An Armenian law has stipulated until now that the total amount of debt incurred by the government cannot exceed a sum equivalent to 60 percent of Gross Domestic Product.
Government-drafted amendments will scrap this borrowing cap. At the same time, they will require the government to come up with a plan to ease the debt burden.
The parliament passed the amendments in the first reading by 61 votes to 37. Voting against them were deputies from the opposition Yelk alliance and businessman Gagik Tsarukian’s bloc, the second largest parliamentary force.
“The sole aim of this bill is to attract more foreign loans. This is unacceptable,” Naira Zohrabian, a senior lawmaker from the Tsarukian bloc, said just before the vote.
Zohrabian said Finance Minister Vartan Aramian failed to present convincing arguments when the parliament debated the bill on Tuesday.
Aramian claimed during the debate that the bill is not primarily aimed at allowing the government to obtain more multimillion-dollar loans. He insisted that the government is committed to cutting the GDP-to-debt ratio from 55.4 percent to 54.4 percent by the end of next year.
Aramian also dismissed claims by another Tsarukian Bloc deputy, Mikael Melkumian, that the government has wasted or misused many loans extended by the International Monetary Fund, the World Bank and other multilateral lenders. “Armenia is considered by them a best performer country,” said the minister.
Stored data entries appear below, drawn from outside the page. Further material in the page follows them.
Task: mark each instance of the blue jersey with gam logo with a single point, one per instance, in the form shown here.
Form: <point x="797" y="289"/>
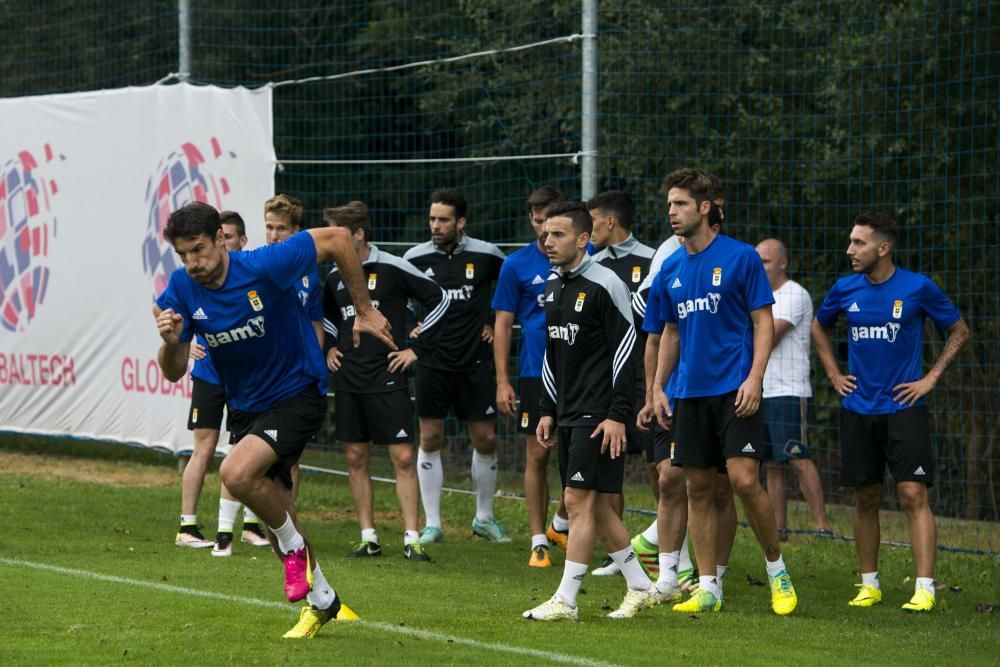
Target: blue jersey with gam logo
<point x="257" y="333"/>
<point x="709" y="296"/>
<point x="521" y="290"/>
<point x="885" y="333"/>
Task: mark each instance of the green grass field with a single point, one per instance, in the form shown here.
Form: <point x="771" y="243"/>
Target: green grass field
<point x="89" y="574"/>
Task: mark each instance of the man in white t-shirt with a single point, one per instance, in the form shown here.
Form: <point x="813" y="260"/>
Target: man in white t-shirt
<point x="787" y="391"/>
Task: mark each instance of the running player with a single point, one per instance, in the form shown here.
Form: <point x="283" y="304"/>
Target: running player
<point x="588" y="376"/>
<point x="247" y="309"/>
<point x="787" y="392"/>
<point x="883" y="417"/>
<point x="519" y="295"/>
<point x="719" y="328"/>
<point x="373" y="401"/>
<point x="618" y="250"/>
<point x="205" y="422"/>
<point x="457" y="373"/>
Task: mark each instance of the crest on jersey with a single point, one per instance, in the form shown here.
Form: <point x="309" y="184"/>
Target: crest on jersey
<point x="255" y="301"/>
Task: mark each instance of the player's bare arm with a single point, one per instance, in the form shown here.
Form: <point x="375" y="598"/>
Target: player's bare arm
<point x="749" y="394"/>
<point x="334" y="243"/>
<point x="908" y="393"/>
<point x="503" y="328"/>
<point x="173" y="354"/>
<point x="842" y="384"/>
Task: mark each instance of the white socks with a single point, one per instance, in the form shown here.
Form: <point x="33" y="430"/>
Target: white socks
<point x="228" y="509"/>
<point x="322" y="594"/>
<point x="484" y="475"/>
<point x="431" y="477"/>
<point x="628" y="563"/>
<point x="289" y="538"/>
<point x="573" y="574"/>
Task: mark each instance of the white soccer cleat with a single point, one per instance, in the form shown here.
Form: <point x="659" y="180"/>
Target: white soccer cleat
<point x="634" y="602"/>
<point x="554" y="609"/>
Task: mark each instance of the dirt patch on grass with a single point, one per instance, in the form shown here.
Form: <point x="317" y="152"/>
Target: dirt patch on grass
<point x="111" y="473"/>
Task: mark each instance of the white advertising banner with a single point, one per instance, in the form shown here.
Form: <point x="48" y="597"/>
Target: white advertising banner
<point x="86" y="184"/>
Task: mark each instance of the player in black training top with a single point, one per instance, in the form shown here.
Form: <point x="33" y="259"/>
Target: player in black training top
<point x="588" y="380"/>
<point x="373" y="404"/>
<point x="458" y="372"/>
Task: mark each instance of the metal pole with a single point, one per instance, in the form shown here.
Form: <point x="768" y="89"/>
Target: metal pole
<point x="184" y="39"/>
<point x="588" y="103"/>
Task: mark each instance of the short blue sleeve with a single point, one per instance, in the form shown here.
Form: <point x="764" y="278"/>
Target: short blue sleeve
<point x="938" y="306"/>
<point x="506" y="296"/>
<point x="829" y="310"/>
<point x="757" y="288"/>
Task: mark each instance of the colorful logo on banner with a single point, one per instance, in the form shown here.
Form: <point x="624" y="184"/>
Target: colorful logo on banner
<point x="27" y="224"/>
<point x="183" y="176"/>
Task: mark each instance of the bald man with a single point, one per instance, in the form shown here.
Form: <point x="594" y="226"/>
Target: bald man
<point x="787" y="391"/>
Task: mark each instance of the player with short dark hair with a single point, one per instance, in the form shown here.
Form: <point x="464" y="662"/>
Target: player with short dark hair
<point x="719" y="327"/>
<point x="617" y="249"/>
<point x="519" y="295"/>
<point x="373" y="401"/>
<point x="457" y="374"/>
<point x="588" y="375"/>
<point x="247" y="309"/>
<point x="883" y="417"/>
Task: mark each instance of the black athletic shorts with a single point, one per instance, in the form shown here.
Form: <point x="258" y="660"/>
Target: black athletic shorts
<point x="707" y="432"/>
<point x="472" y="394"/>
<point x="901" y="441"/>
<point x="583" y="466"/>
<point x="528" y="415"/>
<point x="287" y="426"/>
<point x="207" y="404"/>
<point x="382" y="419"/>
<point x="661" y="444"/>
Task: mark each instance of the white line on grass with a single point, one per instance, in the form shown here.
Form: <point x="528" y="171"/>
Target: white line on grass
<point x="284" y="606"/>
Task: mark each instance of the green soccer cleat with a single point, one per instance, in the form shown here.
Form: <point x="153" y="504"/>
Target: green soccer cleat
<point x="922" y="602"/>
<point x="700" y="602"/>
<point x="868" y="596"/>
<point x="491" y="530"/>
<point x="312" y="619"/>
<point x="783" y="597"/>
<point x="648" y="555"/>
<point x="431" y="534"/>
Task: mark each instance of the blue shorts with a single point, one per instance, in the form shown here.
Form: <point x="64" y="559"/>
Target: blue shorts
<point x="787" y="421"/>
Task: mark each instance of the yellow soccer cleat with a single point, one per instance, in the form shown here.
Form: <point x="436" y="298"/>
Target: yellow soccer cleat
<point x="783" y="597"/>
<point x="312" y="619"/>
<point x="922" y="602"/>
<point x="701" y="601"/>
<point x="540" y="557"/>
<point x="868" y="596"/>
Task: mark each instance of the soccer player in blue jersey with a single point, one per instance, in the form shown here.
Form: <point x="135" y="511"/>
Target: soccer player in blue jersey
<point x="208" y="402"/>
<point x="883" y="418"/>
<point x="246" y="308"/>
<point x="519" y="296"/>
<point x="719" y="330"/>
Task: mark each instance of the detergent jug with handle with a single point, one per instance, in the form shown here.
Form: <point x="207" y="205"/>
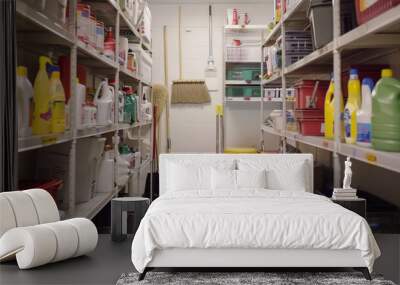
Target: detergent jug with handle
<point x="24" y="91"/>
<point x="57" y="102"/>
<point x="386" y="113"/>
<point x="104" y="100"/>
<point x="364" y="114"/>
<point x="352" y="106"/>
<point x="41" y="122"/>
<point x="329" y="111"/>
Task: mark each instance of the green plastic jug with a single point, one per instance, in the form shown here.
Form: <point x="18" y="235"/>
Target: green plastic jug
<point x="386" y="113"/>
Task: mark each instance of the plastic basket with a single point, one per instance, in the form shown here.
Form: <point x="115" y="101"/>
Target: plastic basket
<point x="375" y="9"/>
<point x="243" y="91"/>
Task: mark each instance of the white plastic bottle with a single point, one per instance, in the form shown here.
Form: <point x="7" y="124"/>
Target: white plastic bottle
<point x="364" y="113"/>
<point x="24" y="94"/>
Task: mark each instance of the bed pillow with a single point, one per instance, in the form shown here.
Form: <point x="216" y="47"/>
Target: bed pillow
<point x="182" y="177"/>
<point x="291" y="179"/>
<point x="223" y="179"/>
<point x="251" y="178"/>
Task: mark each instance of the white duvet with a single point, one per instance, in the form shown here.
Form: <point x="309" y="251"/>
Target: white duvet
<point x="252" y="218"/>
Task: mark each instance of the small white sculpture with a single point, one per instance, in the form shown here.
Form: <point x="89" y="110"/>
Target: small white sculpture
<point x="347" y="174"/>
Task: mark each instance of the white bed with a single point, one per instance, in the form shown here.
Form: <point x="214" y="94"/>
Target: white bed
<point x="248" y="227"/>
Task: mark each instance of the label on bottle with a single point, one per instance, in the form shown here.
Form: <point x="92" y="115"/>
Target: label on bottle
<point x="347" y="122"/>
<point x="364" y="132"/>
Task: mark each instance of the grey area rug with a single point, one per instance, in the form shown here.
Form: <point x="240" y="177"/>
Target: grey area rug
<point x="243" y="278"/>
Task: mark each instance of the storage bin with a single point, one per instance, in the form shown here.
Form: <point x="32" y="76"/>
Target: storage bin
<point x="243" y="91"/>
<point x="311" y="127"/>
<point x="243" y="53"/>
<point x="321" y="18"/>
<point x="366" y="10"/>
<point x="243" y="73"/>
<point x="309" y="113"/>
<point x="304" y="90"/>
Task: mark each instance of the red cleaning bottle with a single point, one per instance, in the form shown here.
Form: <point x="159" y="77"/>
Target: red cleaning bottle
<point x="109" y="44"/>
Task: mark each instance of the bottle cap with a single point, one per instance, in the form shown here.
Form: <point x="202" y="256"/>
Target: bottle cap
<point x="387" y="72"/>
<point x="22" y="70"/>
<point x="353" y="71"/>
<point x="368" y="81"/>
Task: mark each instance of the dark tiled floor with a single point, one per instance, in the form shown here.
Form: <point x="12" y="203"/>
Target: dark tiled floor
<point x="102" y="266"/>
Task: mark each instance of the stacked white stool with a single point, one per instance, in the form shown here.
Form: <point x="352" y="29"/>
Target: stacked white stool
<point x="31" y="230"/>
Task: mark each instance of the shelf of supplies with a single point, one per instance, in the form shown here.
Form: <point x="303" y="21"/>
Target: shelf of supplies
<point x="242" y="82"/>
<point x="39" y="141"/>
<point x="92" y="58"/>
<point x="300" y="7"/>
<point x="147" y="46"/>
<point x="127" y="24"/>
<point x="319" y="142"/>
<point x="127" y="75"/>
<point x="147" y="83"/>
<point x="273" y="79"/>
<point x="273" y="35"/>
<point x="321" y="57"/>
<point x="95" y="131"/>
<point x="242" y="99"/>
<point x="381" y="31"/>
<point x="43" y="27"/>
<point x="270" y="130"/>
<point x="388" y="160"/>
<point x="272" y="100"/>
<point x="90" y="208"/>
<point x="239" y="28"/>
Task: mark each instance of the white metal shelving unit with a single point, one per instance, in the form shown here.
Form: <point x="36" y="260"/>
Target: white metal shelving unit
<point x="36" y="29"/>
<point x="354" y="47"/>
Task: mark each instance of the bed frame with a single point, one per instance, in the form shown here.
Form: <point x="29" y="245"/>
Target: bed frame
<point x="242" y="259"/>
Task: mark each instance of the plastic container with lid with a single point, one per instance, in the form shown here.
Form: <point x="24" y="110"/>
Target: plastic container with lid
<point x="321" y="18"/>
<point x="385" y="119"/>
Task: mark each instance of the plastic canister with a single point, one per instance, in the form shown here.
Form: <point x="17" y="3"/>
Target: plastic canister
<point x="105" y="181"/>
<point x="100" y="36"/>
<point x="82" y="22"/>
<point x="57" y="102"/>
<point x="352" y="106"/>
<point x="24" y="92"/>
<point x="386" y="113"/>
<point x="329" y="111"/>
<point x="364" y="114"/>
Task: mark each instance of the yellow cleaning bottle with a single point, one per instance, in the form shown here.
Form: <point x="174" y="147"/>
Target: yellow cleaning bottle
<point x="329" y="111"/>
<point x="41" y="98"/>
<point x="352" y="106"/>
<point x="57" y="102"/>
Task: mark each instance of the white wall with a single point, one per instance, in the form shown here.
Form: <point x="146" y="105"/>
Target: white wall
<point x="193" y="127"/>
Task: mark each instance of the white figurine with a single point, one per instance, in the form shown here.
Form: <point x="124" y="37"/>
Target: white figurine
<point x="347" y="174"/>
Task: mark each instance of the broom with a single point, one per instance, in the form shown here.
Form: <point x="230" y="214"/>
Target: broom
<point x="188" y="91"/>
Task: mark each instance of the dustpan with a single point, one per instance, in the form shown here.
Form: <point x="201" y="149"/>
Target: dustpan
<point x="188" y="91"/>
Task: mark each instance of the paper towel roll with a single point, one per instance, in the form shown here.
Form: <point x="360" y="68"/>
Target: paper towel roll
<point x="34" y="246"/>
<point x="87" y="234"/>
<point x="45" y="206"/>
<point x="67" y="239"/>
<point x="24" y="209"/>
<point x="7" y="215"/>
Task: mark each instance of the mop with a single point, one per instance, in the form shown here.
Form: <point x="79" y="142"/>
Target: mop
<point x="188" y="91"/>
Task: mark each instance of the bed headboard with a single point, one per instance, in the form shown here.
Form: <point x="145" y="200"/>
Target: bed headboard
<point x="210" y="159"/>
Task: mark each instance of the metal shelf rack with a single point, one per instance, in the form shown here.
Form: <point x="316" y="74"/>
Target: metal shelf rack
<point x="36" y="28"/>
<point x="382" y="32"/>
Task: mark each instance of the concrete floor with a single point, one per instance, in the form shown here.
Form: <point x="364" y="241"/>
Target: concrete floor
<point x="102" y="266"/>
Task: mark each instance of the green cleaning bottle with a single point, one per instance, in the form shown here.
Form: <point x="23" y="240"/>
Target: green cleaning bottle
<point x="385" y="119"/>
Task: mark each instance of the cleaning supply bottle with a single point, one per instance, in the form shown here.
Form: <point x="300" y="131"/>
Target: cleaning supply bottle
<point x="364" y="114"/>
<point x="24" y="101"/>
<point x="57" y="102"/>
<point x="41" y="97"/>
<point x="386" y="113"/>
<point x="352" y="106"/>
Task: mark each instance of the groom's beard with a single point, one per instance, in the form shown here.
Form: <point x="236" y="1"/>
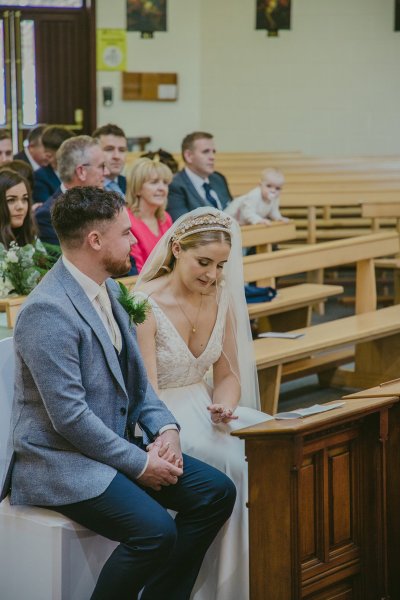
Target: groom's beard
<point x="117" y="268"/>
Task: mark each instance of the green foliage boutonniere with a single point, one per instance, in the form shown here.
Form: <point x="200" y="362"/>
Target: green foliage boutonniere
<point x="136" y="309"/>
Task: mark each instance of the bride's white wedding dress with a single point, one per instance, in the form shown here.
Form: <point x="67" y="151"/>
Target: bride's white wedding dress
<point x="182" y="386"/>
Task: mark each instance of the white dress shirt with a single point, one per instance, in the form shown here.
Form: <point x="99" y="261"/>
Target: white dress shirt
<point x="198" y="182"/>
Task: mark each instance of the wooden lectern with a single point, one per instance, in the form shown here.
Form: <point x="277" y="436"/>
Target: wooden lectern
<point x="318" y="504"/>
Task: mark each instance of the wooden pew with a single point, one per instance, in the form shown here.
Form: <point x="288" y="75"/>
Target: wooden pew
<point x="295" y="306"/>
<point x="263" y="236"/>
<point x="308" y="354"/>
<point x="323" y="504"/>
<point x="378" y="212"/>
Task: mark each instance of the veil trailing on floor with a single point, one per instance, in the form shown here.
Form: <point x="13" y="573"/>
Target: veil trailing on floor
<point x="240" y="353"/>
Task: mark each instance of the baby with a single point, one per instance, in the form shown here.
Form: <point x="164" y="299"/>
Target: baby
<point x="260" y="205"/>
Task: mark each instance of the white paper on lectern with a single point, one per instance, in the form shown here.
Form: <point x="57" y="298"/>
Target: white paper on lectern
<point x="300" y="413"/>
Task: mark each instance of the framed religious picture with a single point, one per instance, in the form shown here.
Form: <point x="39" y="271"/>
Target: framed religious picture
<point x="146" y="16"/>
<point x="273" y="15"/>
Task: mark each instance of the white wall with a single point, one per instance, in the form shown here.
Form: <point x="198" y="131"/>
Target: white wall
<point x="329" y="86"/>
<point x="175" y="51"/>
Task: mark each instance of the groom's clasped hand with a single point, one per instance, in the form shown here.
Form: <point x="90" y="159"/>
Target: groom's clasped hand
<point x="165" y="464"/>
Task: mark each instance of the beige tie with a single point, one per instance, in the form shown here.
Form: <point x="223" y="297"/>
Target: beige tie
<point x="105" y="305"/>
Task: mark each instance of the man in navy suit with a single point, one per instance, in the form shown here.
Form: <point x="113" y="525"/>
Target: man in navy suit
<point x="81" y="163"/>
<point x="47" y="179"/>
<point x="113" y="143"/>
<point x="197" y="184"/>
<point x="5" y="146"/>
<point x="34" y="153"/>
<point x="82" y="394"/>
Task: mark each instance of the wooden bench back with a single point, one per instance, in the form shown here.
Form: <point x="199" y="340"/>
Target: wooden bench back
<point x="361" y="250"/>
<point x="262" y="236"/>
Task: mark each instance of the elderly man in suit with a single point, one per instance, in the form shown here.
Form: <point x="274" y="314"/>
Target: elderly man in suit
<point x="5" y="146"/>
<point x="197" y="184"/>
<point x="34" y="153"/>
<point x="81" y="162"/>
<point x="82" y="395"/>
<point x="114" y="145"/>
<point x="47" y="178"/>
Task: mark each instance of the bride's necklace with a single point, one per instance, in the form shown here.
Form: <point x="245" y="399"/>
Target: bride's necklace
<point x="192" y="325"/>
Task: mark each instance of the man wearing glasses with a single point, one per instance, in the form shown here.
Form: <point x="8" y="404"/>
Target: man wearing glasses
<point x="81" y="163"/>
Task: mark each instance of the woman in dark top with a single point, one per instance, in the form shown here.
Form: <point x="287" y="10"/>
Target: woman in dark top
<point x="16" y="224"/>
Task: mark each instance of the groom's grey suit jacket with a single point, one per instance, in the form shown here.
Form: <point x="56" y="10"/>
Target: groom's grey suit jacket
<point x="72" y="407"/>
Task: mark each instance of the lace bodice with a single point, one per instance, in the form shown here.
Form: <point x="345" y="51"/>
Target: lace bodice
<point x="176" y="365"/>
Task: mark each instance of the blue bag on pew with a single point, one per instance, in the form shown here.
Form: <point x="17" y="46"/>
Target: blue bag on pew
<point x="258" y="294"/>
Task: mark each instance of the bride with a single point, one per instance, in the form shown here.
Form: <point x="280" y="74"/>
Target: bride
<point x="197" y="348"/>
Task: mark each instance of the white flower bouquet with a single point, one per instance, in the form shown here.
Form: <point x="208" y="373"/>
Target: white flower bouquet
<point x="22" y="267"/>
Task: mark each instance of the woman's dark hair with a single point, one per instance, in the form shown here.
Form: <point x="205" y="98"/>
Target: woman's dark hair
<point x="164" y="157"/>
<point x="80" y="208"/>
<point x="25" y="234"/>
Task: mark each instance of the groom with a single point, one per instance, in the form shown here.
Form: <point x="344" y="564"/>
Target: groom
<point x="81" y="395"/>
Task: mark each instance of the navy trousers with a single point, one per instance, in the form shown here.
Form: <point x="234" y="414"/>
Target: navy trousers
<point x="156" y="552"/>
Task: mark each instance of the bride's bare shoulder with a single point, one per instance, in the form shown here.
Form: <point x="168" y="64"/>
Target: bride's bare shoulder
<point x="153" y="287"/>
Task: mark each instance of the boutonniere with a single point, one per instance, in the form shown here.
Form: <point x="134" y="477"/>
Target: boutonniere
<point x="136" y="309"/>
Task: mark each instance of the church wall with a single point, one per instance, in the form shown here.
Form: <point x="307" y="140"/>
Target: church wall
<point x="330" y="86"/>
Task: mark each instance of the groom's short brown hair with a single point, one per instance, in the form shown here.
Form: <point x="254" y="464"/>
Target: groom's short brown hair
<point x="80" y="208"/>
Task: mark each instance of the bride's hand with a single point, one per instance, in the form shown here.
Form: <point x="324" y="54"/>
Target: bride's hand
<point x="169" y="448"/>
<point x="221" y="413"/>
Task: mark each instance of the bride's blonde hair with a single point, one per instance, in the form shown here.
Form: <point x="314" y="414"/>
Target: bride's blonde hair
<point x="191" y="240"/>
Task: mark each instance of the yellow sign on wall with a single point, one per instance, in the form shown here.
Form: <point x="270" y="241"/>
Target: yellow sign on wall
<point x="111" y="50"/>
Armenia’s public debt, which also includes foreign loans extended to its Central Bank, currently stands at $6.4 billion. It was below $2 billion before the 2008-2009 global financial crisis that plunged the county into a severe recession.
Later in the day, the parliament allowed the government to take a $40 million loan from the Asian Development Bank. The money is to be used for financing the state budget deficit.